Output (truncated for clarity):

[True, False, ...]

This approach identifies words with mixed casing in sentence arrays.

Example 6: Working with Data Frames

Last but certainly not least, these NumPy functions can be particularly useful when dealing with pandas DataFrames, often utilized for tabular data in data science projects. Suppose you have a DataFrame with a column of text entries:

import numpy as np
import pandas as pd

df = pd.DataFrame({'text': ['NumPy', 'PYTHON', 'coding', 'DATA']})

# Convert DataFrame column to NumPy array and explicitly cast to string
array_from_df = df['text'].to_numpy().astype(str)

# Apply islower check
lower_case_check = np.char.islower(array_from_df)
print("Lower case check:", lower_case_check)

# Apply isupper check
upper_case_check = np.char.isupper(array_from_df)
print("Upper case check:", upper_case_check)

# Filtering the DataFrame based on lower case check
lower_case_df = df[lower_case_check]
print("\nDataFrame with only lower case 'text':")
print(lower_case_df)

# Filtering the DataFrame based on upper case check
upper_case_df = df[upper_case_check]
print("\nDataFrame with only upper case 'text':")
print(upper_case_df)

Output:

Lower case check: [False False  True False]
Upper case check: [False  True False  True]

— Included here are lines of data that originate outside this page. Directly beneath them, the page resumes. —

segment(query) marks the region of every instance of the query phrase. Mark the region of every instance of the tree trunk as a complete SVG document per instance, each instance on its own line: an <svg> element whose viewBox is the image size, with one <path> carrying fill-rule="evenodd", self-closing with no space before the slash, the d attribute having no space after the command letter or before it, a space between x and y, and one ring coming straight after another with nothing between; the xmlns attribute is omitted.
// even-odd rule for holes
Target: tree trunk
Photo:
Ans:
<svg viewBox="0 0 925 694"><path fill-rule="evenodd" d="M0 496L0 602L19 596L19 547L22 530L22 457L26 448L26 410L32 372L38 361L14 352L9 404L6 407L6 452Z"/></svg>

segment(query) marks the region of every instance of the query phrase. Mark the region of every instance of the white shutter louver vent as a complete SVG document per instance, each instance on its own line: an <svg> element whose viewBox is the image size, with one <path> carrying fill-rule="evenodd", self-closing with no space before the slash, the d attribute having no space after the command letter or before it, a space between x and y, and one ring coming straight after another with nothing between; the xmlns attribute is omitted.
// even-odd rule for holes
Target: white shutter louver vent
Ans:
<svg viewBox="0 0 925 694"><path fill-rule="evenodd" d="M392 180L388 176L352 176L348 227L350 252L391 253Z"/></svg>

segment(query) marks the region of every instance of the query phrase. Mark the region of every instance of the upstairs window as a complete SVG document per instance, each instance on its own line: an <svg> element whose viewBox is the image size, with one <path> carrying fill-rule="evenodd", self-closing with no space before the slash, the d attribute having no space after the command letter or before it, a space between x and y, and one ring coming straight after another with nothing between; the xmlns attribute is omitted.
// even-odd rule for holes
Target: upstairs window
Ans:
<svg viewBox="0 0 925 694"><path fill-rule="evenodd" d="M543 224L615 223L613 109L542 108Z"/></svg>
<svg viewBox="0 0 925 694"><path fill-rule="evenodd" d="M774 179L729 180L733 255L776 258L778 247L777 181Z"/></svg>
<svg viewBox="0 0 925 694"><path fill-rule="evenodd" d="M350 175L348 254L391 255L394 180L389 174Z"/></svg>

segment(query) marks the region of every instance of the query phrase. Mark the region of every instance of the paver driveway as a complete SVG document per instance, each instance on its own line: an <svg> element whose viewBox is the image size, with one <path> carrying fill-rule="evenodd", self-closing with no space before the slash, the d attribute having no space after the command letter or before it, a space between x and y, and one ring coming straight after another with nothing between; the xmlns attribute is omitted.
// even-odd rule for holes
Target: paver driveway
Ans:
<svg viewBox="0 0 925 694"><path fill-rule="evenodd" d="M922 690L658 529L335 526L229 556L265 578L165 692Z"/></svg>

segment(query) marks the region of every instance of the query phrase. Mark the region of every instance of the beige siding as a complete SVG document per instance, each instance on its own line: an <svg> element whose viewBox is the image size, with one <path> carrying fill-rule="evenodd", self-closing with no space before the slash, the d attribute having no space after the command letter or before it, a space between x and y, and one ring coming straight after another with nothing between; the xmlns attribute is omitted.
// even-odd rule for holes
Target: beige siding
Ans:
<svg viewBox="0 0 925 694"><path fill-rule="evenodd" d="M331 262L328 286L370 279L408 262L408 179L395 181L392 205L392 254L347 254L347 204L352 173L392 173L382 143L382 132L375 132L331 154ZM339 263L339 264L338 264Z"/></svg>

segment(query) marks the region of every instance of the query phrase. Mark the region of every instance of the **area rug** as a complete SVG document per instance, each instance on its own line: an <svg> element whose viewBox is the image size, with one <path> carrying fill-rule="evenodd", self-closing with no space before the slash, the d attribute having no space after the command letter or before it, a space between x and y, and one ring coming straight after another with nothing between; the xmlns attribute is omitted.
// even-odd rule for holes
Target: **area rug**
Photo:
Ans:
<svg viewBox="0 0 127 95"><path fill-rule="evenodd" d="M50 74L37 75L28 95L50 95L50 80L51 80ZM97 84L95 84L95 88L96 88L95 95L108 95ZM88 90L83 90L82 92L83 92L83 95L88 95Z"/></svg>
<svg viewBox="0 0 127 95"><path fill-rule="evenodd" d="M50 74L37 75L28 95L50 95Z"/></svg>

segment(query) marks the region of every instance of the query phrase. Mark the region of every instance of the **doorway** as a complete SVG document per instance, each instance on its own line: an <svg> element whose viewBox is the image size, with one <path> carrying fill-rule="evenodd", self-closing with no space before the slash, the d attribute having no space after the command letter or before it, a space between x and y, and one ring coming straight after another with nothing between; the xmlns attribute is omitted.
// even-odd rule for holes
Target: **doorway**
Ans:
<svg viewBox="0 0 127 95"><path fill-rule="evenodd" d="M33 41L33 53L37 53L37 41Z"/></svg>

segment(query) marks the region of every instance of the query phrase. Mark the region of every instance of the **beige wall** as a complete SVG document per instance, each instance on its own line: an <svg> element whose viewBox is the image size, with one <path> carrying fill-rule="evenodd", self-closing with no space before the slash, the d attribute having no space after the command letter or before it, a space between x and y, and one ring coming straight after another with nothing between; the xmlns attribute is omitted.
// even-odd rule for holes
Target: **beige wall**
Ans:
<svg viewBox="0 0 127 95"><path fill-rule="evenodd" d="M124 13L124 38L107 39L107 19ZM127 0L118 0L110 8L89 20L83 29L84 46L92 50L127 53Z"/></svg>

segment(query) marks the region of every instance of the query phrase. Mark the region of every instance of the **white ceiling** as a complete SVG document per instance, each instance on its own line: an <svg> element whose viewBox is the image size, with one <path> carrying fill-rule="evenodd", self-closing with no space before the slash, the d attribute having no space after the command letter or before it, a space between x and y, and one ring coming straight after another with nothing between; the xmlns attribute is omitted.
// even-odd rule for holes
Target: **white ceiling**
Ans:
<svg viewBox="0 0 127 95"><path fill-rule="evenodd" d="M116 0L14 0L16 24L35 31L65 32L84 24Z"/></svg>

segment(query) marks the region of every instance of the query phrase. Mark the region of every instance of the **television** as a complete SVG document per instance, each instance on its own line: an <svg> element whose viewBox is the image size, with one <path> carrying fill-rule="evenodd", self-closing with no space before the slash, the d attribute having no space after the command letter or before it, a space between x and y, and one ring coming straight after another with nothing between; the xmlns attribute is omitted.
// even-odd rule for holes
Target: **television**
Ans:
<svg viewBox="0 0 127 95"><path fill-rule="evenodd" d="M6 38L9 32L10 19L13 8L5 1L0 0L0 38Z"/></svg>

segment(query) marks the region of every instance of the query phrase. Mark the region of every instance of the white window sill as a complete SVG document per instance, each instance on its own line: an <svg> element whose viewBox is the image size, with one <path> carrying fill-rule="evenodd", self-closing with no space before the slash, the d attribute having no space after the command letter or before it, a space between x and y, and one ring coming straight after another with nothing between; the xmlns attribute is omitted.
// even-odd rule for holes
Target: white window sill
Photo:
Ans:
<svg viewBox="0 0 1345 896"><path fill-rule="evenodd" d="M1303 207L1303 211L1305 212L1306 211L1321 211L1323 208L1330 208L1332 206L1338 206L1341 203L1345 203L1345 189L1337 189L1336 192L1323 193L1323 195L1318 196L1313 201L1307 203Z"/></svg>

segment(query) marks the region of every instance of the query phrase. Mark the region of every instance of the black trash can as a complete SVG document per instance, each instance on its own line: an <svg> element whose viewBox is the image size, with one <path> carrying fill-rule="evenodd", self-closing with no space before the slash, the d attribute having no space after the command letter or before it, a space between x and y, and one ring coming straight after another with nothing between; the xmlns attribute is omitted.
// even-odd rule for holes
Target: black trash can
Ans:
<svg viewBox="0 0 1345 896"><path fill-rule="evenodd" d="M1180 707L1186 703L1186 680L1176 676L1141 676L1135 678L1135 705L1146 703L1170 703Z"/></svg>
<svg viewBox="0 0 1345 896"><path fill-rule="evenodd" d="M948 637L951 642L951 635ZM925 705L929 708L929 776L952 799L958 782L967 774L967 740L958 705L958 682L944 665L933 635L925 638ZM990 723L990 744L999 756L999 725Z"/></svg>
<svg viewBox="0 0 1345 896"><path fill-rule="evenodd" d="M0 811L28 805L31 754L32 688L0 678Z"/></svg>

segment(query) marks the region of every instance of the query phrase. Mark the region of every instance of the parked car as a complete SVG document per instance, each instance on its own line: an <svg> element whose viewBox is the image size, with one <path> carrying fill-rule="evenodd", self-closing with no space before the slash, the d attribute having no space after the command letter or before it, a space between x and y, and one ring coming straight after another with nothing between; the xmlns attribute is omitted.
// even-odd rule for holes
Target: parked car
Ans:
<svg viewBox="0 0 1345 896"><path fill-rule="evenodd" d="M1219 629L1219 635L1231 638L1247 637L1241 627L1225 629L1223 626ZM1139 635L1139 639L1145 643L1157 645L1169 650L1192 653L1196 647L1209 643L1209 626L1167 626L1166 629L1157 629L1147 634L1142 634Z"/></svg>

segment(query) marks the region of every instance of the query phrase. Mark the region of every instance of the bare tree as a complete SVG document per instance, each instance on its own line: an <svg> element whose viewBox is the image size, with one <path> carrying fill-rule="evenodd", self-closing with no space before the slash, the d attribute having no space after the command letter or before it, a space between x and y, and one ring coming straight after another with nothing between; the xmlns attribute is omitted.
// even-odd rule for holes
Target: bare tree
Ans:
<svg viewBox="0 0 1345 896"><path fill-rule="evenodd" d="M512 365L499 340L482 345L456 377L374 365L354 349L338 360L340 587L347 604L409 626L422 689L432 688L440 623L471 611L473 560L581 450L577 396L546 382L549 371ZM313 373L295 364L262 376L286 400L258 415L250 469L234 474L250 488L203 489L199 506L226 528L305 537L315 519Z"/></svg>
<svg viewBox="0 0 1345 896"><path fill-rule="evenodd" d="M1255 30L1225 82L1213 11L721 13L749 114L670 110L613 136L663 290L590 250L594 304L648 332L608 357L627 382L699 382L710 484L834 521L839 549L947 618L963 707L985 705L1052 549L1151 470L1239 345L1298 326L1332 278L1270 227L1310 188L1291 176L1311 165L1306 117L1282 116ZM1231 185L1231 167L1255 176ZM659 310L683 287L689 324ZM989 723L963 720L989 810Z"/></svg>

DataFrame with only lower case 'text':
     text
2  coding

DataFrame with only upper case 'text':
     text
1  PYTHON
3    DATA

This conversion step right before the check allows seamless integration of NumPy’s string processing capabilities with pandas data management.

Conclusion

Through these six examples, we’ve seen how np.char.islower() and np.char.isupper() can be instrumental in analyzing and preprocessing text data. Whether used individually or combined for complex checks, these functions powerfully demonstrate NumPy’s broad applicability in handling string data.